Life science applications
Because terahertz radiation is essentially harmless to the human body, and because water and other tissues absorb terahertz waves differently, it is widely used for localized imaging of the human body and medical diagnostics, such as the detection of skin cancer and breast cancer. The terahertz band contains a large amount of spectral information, and shows different absorption and dispersion characteristics for different molecules, especially organic macromolecules, which can be effectively used for molecular characterization, and has a wide range of applications in life sciences, such as determining the bound state of DNA, the characteristics of biological tissues, and protein complexes.
Security applications
Terahertz wave penetration enables effective detection of hidden objects, which can be used in national security-related fields, such as the detection of hidden explosives, concealed firearms, illegal drugs in the mail, and rapid security checks at airports.

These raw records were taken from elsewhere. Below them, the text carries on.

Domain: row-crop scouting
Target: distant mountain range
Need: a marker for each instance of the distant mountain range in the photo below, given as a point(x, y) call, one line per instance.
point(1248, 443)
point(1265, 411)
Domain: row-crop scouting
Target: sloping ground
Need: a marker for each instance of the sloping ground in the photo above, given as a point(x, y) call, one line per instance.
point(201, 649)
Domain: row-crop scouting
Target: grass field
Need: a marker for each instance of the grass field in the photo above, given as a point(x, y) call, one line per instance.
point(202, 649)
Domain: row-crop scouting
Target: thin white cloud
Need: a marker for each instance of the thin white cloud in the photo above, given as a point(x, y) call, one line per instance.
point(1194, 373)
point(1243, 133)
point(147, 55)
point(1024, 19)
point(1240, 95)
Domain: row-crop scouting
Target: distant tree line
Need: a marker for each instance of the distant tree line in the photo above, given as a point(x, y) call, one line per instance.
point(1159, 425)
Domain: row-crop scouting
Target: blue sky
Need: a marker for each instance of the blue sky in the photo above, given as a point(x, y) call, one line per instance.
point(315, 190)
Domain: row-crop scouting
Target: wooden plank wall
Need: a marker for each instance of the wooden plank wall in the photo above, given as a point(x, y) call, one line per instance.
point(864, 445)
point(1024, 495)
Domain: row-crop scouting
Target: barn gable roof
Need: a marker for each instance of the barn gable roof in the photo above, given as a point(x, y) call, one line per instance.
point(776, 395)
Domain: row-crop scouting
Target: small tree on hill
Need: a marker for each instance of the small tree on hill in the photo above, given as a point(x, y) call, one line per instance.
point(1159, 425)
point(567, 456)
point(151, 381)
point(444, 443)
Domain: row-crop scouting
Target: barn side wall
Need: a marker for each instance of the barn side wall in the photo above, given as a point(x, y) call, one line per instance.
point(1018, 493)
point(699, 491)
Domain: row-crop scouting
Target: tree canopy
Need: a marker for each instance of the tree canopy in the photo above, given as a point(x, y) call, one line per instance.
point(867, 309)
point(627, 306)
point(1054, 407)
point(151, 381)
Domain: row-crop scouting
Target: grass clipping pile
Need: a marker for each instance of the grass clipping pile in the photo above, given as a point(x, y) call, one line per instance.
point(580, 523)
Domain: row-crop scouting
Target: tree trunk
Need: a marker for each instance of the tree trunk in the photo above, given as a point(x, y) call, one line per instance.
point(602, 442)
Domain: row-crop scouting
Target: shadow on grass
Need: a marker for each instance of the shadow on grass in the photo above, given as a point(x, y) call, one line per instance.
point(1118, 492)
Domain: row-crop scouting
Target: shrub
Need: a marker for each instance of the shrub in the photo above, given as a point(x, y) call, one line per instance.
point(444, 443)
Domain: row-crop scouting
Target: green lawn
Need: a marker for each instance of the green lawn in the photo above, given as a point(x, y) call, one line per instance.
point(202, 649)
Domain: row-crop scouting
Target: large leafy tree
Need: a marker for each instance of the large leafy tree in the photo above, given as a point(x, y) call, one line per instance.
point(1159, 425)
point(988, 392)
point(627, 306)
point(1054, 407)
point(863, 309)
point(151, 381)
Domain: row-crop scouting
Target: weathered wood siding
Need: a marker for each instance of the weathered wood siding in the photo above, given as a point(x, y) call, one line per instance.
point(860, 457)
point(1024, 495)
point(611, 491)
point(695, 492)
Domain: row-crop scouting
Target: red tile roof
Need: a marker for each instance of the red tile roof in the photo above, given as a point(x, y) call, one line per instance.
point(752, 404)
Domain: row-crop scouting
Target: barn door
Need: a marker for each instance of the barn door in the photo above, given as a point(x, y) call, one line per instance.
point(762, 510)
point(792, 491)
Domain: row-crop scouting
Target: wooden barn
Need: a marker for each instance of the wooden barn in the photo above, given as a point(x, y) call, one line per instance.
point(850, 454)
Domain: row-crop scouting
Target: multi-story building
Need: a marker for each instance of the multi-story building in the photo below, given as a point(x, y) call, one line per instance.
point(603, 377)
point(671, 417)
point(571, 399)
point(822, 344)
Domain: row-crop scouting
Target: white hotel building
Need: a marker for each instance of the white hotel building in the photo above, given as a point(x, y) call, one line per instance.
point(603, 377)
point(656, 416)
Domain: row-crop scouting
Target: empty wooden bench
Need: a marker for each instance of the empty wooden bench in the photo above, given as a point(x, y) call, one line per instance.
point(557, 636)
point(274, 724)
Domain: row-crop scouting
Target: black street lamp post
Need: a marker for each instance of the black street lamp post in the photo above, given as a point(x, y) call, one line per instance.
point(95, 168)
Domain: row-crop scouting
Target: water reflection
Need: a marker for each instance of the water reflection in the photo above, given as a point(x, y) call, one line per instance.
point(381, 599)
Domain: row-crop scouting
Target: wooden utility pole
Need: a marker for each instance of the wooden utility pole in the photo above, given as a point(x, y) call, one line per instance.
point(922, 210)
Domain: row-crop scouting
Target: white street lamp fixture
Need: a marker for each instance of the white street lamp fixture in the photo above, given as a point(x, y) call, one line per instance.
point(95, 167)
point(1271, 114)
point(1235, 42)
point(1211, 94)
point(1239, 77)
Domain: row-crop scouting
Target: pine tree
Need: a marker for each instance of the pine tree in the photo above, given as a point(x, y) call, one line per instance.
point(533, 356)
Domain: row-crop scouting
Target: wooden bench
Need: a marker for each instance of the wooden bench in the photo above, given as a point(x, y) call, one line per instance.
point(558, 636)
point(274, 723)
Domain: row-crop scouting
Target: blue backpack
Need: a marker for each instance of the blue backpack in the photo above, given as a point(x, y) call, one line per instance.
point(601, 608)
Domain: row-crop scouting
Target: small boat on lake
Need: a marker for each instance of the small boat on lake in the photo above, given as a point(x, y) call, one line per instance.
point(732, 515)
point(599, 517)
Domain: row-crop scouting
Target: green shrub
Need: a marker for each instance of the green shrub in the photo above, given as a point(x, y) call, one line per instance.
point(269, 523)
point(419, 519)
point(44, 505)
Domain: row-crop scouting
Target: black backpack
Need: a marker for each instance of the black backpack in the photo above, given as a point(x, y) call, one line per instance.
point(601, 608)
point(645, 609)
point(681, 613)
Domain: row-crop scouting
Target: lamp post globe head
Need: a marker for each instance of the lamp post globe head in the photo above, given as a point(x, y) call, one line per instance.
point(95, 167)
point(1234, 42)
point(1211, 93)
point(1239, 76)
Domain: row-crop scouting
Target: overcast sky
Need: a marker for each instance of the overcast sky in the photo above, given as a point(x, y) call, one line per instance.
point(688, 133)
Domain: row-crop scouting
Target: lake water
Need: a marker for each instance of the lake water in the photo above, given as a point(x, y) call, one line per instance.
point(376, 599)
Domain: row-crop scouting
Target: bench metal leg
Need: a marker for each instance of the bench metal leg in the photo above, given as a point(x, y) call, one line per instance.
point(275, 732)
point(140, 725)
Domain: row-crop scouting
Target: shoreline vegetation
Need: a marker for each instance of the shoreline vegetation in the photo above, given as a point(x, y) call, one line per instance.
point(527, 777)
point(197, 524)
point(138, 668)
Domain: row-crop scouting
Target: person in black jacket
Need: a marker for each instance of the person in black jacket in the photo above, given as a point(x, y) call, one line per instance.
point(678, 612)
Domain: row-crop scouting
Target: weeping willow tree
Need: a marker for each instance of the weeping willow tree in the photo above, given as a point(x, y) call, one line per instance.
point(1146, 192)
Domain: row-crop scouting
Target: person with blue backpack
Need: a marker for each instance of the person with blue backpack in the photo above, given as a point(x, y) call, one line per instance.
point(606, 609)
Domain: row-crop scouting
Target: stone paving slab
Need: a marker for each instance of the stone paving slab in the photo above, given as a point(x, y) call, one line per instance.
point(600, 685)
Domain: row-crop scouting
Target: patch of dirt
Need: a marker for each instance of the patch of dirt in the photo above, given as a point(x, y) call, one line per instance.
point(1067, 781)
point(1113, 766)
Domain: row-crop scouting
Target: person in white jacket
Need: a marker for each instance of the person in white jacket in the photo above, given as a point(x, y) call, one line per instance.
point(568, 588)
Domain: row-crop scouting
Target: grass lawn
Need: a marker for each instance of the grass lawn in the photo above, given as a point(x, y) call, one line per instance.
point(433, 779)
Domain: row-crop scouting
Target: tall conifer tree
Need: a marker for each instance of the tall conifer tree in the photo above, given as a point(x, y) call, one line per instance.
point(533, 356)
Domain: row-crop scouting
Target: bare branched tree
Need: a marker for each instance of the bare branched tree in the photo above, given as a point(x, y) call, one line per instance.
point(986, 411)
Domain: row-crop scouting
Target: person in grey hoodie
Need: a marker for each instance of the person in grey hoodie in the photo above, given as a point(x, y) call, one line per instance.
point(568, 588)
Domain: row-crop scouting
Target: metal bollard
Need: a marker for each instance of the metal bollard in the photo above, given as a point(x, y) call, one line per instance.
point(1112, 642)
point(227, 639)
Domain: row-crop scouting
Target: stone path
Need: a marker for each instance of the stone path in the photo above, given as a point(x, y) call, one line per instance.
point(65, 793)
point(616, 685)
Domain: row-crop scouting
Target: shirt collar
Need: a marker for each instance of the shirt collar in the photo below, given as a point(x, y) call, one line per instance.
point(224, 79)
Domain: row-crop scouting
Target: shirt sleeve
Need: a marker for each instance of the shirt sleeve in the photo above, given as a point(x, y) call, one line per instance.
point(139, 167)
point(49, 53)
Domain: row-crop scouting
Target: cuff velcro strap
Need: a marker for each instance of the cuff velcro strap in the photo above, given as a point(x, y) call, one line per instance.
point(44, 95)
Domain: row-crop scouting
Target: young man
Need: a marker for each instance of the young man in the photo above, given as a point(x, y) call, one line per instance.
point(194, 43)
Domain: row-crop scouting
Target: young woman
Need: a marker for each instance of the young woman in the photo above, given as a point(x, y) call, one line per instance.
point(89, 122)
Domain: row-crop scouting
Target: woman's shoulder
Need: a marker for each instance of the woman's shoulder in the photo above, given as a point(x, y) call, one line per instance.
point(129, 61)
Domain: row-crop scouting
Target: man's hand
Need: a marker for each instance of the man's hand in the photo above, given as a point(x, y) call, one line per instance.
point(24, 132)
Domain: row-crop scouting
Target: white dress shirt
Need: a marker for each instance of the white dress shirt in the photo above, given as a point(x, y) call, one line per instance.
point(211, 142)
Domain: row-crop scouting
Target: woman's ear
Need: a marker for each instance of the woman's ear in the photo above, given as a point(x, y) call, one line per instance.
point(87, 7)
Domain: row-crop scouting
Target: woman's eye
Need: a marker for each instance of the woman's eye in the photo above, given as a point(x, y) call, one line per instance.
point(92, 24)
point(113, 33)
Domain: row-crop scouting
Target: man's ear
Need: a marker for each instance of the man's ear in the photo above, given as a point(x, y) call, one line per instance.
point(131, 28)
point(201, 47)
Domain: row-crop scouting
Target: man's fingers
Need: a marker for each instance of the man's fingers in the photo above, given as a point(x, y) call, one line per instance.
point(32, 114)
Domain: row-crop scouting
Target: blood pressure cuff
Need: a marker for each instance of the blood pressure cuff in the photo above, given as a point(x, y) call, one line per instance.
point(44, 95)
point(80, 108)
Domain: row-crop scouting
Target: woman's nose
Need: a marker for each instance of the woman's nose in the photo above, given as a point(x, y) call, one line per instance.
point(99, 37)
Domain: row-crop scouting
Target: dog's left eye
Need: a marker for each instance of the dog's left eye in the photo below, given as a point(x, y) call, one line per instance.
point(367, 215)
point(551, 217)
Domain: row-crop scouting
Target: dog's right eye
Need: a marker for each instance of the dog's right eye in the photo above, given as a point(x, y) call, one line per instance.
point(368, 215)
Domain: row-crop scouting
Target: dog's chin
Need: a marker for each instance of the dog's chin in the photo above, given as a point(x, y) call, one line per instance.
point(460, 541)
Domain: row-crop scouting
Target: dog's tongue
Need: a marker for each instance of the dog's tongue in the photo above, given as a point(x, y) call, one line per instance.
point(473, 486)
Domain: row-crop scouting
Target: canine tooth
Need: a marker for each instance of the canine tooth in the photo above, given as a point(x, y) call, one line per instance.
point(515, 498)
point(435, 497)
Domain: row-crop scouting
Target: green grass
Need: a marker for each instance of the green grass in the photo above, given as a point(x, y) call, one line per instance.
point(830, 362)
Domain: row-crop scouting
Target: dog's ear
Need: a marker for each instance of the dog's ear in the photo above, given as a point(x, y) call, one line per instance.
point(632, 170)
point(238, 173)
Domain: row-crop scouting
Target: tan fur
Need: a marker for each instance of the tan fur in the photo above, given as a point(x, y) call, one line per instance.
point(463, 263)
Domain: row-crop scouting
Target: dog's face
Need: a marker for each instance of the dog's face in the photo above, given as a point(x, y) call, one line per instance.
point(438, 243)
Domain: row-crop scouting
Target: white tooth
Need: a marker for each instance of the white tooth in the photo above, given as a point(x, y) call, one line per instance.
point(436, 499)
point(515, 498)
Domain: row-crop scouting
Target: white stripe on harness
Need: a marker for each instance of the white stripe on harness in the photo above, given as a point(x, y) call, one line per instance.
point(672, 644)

Sun Xiaowei's team at the Shanghai Institute of Microsystems has developed a 0.36 THz imaging system, and Fan Yong's team at the University of Electronic Science and Technology has developed a 0.34 THz SAR imaging system.
High-speed communication
Compared with the existing microwave and millimeter-wave communication band spectrum, the terahertz band has a huge amount of spectrum resources, which can be used for ultra-broadband and ultra-high-speed wireless communications, such as 100 Gbps or even higher.